Veröffentlicht am: 27. Oktober 2009 | Autor: Alexander Müller | 623 mal angesehen | 3 Kommentare | Twitter
Italiens Offensive auf Schweizer Finanzplatz

Das Vorgehen der Italiener gegen den Schweizer Finanzplatz erstaunt nicht. Sie haben gemerkt, dass sich ein Angriff auf die Schweiz lohnt. Noch nie war unser Gesamtbundesrat so sackschwach wie heute. Schade ist Christoph Blocher nicht mehr im Bundesrat, den hätte man jetzt nötiger denn je. Bundespräsident Merz hat mit seiner Harmoniebedürftigkeit und mit seinen Kniefällen auf der ganzen Welt Schwäche demonstriert. Die Geier haben Lunte gerochen und greifen an. Die Italiener nutzen die Gelegenheit und attackieren unseren Finanzplatz solange Merz noch Bundespräsident ist.

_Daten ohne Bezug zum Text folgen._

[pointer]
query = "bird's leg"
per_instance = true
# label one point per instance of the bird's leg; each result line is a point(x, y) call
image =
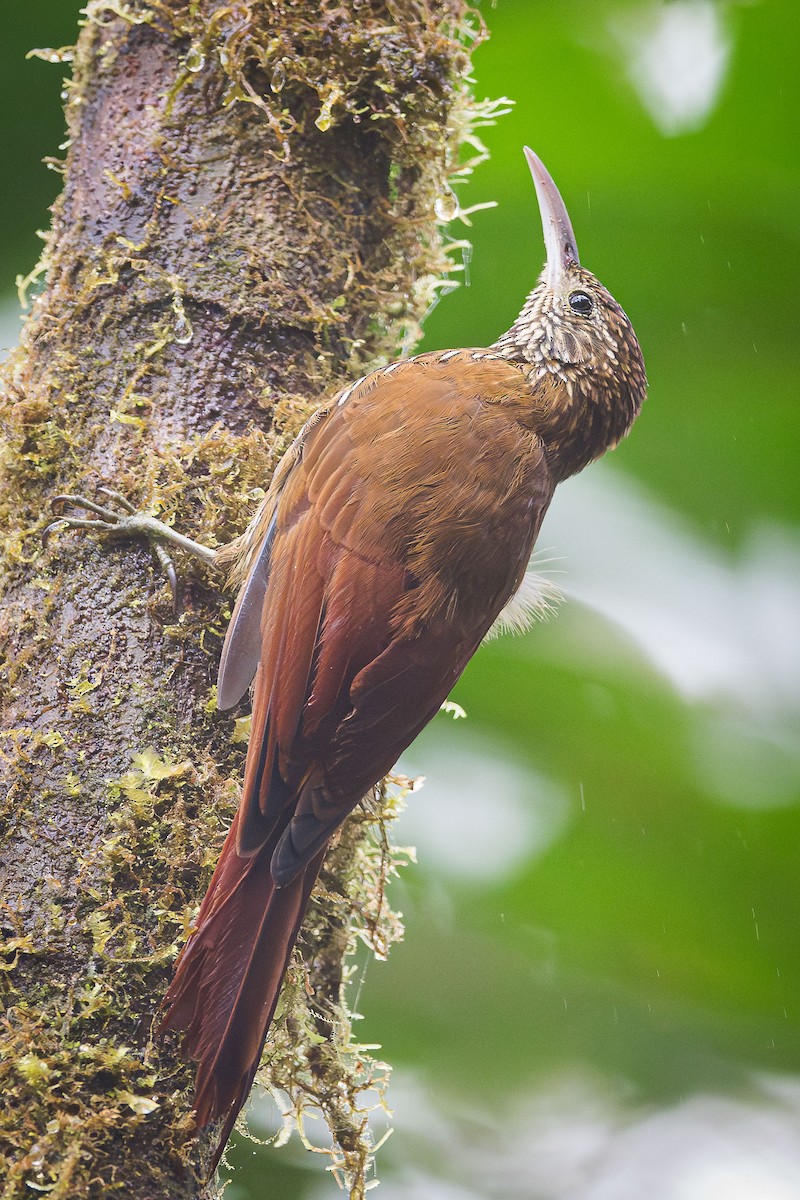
point(128, 523)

Ihr Vorgehen ist verständlich, denn die Chancen, dass Merz wieder nachgibt und einen Kniefall macht stehen gut. Er liess übrigens gegenüber den Medien bereits wieder verlauten, dass er nicht auf Konfrontation sondern auf Dialog setzen werde. Es gelte Lösungen zu finden, die alle zufrieden stellen und niemandem schaden würden.

Lieber Herr Merz, lassen Sie das doch bitte bleiben. Sie wissen doch wie es herauskommt. Sie werden wieder einmal mehr über den Tisch gezogen. So läuft das. Treten Sie doch endlich zurück und tun Sie damit unserem Land und unserem Finanzplatz einen Gefallen.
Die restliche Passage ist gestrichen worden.